Student loan borrowers may receive credit for previous loan periods that did not count toward their IDR plans thanks to the Biden changes to the plans. According to the Education Department, the IDR account changes have resulted in forgiving about 1 million debts.
Regarding the IDR account adjustments, the government stated, “If you’re on an IDR plan or working toward PSLF, your remaining loan balance gets forgiven after you make the required number of payments.”
“In the past, there were a variety of reasons why some months may not have been credited toward loan forgiveness—for example, months when you were in a payment plan that was not eligible. With this payment count adjustment, we will change whether certain months or months are credited toward your loan forgiveness.”
The Biden administration declared that the program would be fully implemented by August, but there is uncertainty over whether potential borrowers will be able to benefit from the program.

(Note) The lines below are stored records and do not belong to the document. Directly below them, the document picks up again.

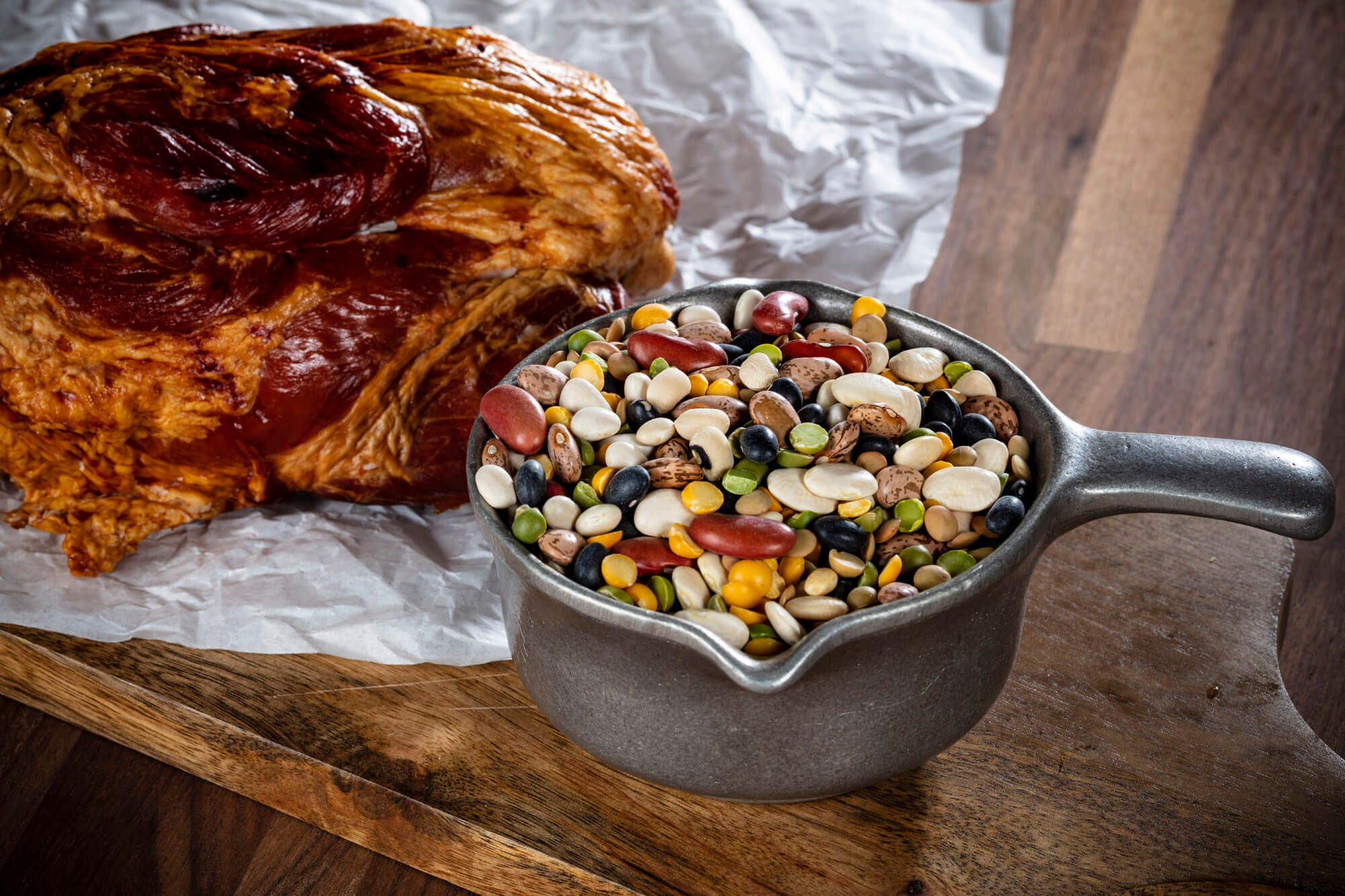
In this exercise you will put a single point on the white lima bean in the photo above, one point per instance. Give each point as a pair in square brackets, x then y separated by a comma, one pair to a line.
[656, 432]
[758, 372]
[840, 482]
[746, 306]
[598, 520]
[879, 354]
[789, 489]
[921, 452]
[560, 512]
[992, 455]
[623, 454]
[724, 626]
[697, 313]
[976, 382]
[786, 626]
[595, 424]
[718, 448]
[497, 486]
[697, 419]
[668, 389]
[580, 393]
[872, 389]
[692, 591]
[637, 386]
[969, 489]
[919, 365]
[712, 569]
[660, 510]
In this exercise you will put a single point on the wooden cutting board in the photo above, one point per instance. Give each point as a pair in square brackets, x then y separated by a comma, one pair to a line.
[1144, 739]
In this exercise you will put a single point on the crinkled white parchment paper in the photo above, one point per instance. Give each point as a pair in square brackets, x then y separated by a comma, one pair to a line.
[809, 139]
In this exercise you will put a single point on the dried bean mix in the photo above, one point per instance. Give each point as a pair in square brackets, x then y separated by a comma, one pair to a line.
[751, 475]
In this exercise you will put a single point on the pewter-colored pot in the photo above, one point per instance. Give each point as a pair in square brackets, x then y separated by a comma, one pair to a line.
[882, 690]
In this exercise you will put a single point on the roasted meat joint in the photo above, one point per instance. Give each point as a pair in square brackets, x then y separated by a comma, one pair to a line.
[240, 266]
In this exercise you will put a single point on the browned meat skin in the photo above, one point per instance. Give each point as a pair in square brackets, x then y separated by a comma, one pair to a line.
[236, 266]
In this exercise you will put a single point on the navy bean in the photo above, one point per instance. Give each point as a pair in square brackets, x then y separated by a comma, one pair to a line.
[1005, 514]
[531, 483]
[942, 408]
[972, 430]
[759, 443]
[627, 486]
[790, 391]
[813, 413]
[588, 565]
[841, 534]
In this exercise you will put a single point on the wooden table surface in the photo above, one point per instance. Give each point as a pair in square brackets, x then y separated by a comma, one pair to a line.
[1152, 225]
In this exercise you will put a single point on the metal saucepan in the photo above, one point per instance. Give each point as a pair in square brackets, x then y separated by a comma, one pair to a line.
[882, 690]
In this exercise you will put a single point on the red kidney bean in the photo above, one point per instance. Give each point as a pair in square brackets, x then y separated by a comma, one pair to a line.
[688, 356]
[849, 357]
[778, 313]
[516, 417]
[746, 537]
[652, 555]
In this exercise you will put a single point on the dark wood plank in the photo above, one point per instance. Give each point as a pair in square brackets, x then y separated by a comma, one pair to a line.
[1243, 334]
[1144, 737]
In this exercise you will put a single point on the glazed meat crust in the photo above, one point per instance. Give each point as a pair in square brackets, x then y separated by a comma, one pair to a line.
[237, 266]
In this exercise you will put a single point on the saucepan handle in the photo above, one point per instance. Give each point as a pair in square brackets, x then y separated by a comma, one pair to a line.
[1254, 483]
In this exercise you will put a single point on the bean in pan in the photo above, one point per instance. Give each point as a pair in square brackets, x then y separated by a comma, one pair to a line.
[750, 474]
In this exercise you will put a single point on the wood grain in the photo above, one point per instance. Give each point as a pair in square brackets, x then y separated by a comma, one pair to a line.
[1144, 737]
[1117, 236]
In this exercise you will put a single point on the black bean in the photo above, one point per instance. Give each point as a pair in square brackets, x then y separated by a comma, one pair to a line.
[627, 486]
[843, 534]
[813, 413]
[629, 529]
[790, 391]
[972, 430]
[1005, 514]
[874, 442]
[944, 408]
[1020, 489]
[750, 339]
[588, 565]
[640, 412]
[759, 443]
[531, 483]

The Education Department stated on StudentAid.gov that “The US Department of Education currently expects that the payment count changes will be completed by September 1, 2024.” “When we implement the changes, it will automatically be applied to all FFEL Program loans and Direct Loans that are managed by Education Department at that period. This comprises Direct Consolidation Loans that repaid a privately held FFEL Program loan or Perkins and that are disbursed before the adjustment occurs.”
Borrowers with some Federal Family Education Loan (FFEL) debt had to apply for the direct consolidation program by June 30 in order to be eligible for IDR account adjustments, even though direct federal student loans are automatically eligible for changes.

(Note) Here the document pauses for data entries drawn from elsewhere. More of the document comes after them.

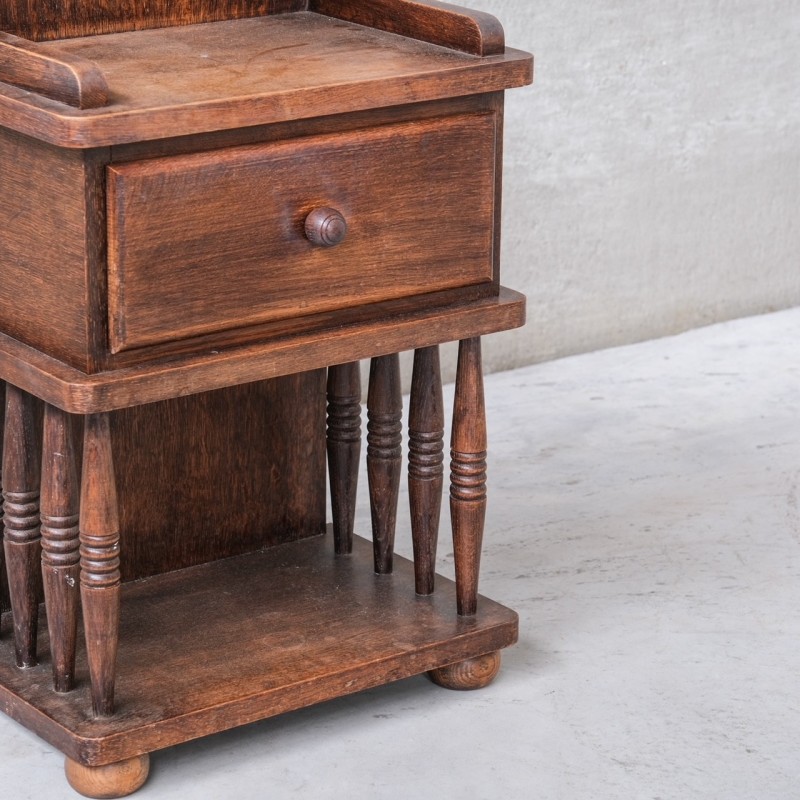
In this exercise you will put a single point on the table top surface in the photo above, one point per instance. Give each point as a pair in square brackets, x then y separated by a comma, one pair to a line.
[182, 80]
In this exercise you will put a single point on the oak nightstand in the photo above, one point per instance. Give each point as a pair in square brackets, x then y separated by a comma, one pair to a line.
[210, 212]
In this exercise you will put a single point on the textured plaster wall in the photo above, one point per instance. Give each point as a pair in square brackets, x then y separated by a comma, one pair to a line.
[652, 171]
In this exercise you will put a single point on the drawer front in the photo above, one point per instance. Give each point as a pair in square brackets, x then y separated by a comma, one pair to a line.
[215, 241]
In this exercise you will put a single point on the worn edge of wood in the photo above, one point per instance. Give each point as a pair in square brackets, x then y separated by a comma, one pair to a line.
[78, 393]
[68, 79]
[51, 122]
[113, 747]
[444, 24]
[118, 17]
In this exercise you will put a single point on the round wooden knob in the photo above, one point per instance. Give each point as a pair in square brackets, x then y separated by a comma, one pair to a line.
[326, 227]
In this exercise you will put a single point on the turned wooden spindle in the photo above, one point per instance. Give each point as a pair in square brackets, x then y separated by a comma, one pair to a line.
[425, 464]
[344, 449]
[468, 474]
[384, 452]
[100, 575]
[60, 543]
[22, 541]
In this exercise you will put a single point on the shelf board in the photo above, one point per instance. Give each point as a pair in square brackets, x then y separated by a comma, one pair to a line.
[213, 647]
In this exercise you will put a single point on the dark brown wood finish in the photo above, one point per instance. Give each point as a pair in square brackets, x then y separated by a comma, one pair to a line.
[60, 543]
[112, 780]
[219, 474]
[69, 79]
[188, 80]
[44, 19]
[47, 255]
[99, 552]
[292, 184]
[344, 449]
[298, 643]
[472, 673]
[444, 24]
[167, 377]
[425, 463]
[22, 539]
[384, 455]
[468, 473]
[216, 240]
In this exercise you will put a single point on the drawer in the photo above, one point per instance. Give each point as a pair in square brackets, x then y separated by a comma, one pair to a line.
[217, 240]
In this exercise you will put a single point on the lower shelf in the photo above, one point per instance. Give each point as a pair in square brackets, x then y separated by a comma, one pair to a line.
[213, 647]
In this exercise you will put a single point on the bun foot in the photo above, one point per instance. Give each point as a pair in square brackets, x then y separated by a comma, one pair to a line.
[474, 673]
[112, 780]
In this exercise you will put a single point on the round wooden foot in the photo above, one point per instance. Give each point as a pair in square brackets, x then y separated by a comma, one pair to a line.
[474, 673]
[113, 780]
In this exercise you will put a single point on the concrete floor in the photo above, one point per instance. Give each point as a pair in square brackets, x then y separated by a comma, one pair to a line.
[644, 522]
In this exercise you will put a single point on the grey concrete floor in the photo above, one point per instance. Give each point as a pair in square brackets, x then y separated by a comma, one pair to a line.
[644, 521]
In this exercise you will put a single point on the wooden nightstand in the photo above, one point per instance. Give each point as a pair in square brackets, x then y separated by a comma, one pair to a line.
[209, 215]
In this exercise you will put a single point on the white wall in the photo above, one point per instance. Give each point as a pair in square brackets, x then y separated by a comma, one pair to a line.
[652, 171]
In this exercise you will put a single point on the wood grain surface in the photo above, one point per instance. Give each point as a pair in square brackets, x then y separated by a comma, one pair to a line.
[425, 463]
[444, 24]
[185, 80]
[69, 79]
[215, 241]
[44, 19]
[60, 542]
[344, 449]
[468, 450]
[45, 248]
[220, 474]
[21, 529]
[299, 643]
[79, 393]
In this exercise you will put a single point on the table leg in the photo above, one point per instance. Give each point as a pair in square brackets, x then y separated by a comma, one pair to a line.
[60, 543]
[384, 454]
[112, 780]
[425, 464]
[100, 574]
[22, 541]
[344, 449]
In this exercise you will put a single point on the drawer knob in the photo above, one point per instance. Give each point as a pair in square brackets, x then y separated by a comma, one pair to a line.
[326, 227]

Before extending the deadline to July 1, the Education Department stated that the IDR account adjustments may be completed by January 1 this year. Borrowers now have about a week remaining.
Even though September 1 is the new deadline, it may take some months for borrowers to get their complete loan forgiveness.
One of the most popular IDR plans, Biden’s SAVE plan, was banned by the federal appeal court, which has resulted in legal pushback against the IDR accounts adjustments problem. As a result, the loans of about 8 million borrowers who were enrolled in the SAVE plan have been placed into forbearance.
The court order also suggested that alternative IDR plans, including pay-as-you-earn or income-contingent repayment programs, may be at risk. The court denied a plea from the Biden Administration for more information regarding how the injunction would affect these efforts.
Michael Ryan, the founder of michaekryanmoney.com and finance expert, reported that loan servicers often incorrectly counted borrowers’ qualified payments under the Public Service Loan Forgiveness program and IDR plans.
Ryan told the media, “The adjustment allowed the Department of Education to go back and review borrowers’ payment histories to ensure they got credit for all eligible payments—even partial or late ones.”
“This was important for borrowers who had been diligently making payments for 20 or 25 years under IDR plans, or 10 years under PSLF only to find out their progress hadn’t been properly tracked.”
He added that the impact was significant for the millions affected by the plans.
Ryan stated, “Providing major financial relief to borrowers who had been saddled with student debt for much of their adult lives.” “People can now finally get out from under this burden and focus on building their futures.”
Ryan said since the IDR plan’s viability is in doubt, borrowers who have not attained their forgiveness levels should monitor the repayment schedules and stay informed of any updates.
He added, “The need for continuous oversight and responsibility in federal student aid programs is crucial.” “The IDR adjustment highlighted how administrative issues can significantly impact borrowers. While this initiative offered important relief…more reforms are still necessary to address the fundamental causes of the student debt crisis.”
According to Michael Lux, an attorney and founder of Students Loan Sherpa, after the government completes its processes this month, many borrowers will find themselves closer to the 20 or 25 years needed for IDR forgiveness.
Lux told the media, “In many cases, pursuing forgiveness may now be a more effective strategy than repayment in full.” “It is a great time to revisit your repayment history and review your strategy moving forward. The IDR adjustment could shift the math for many borrowers.”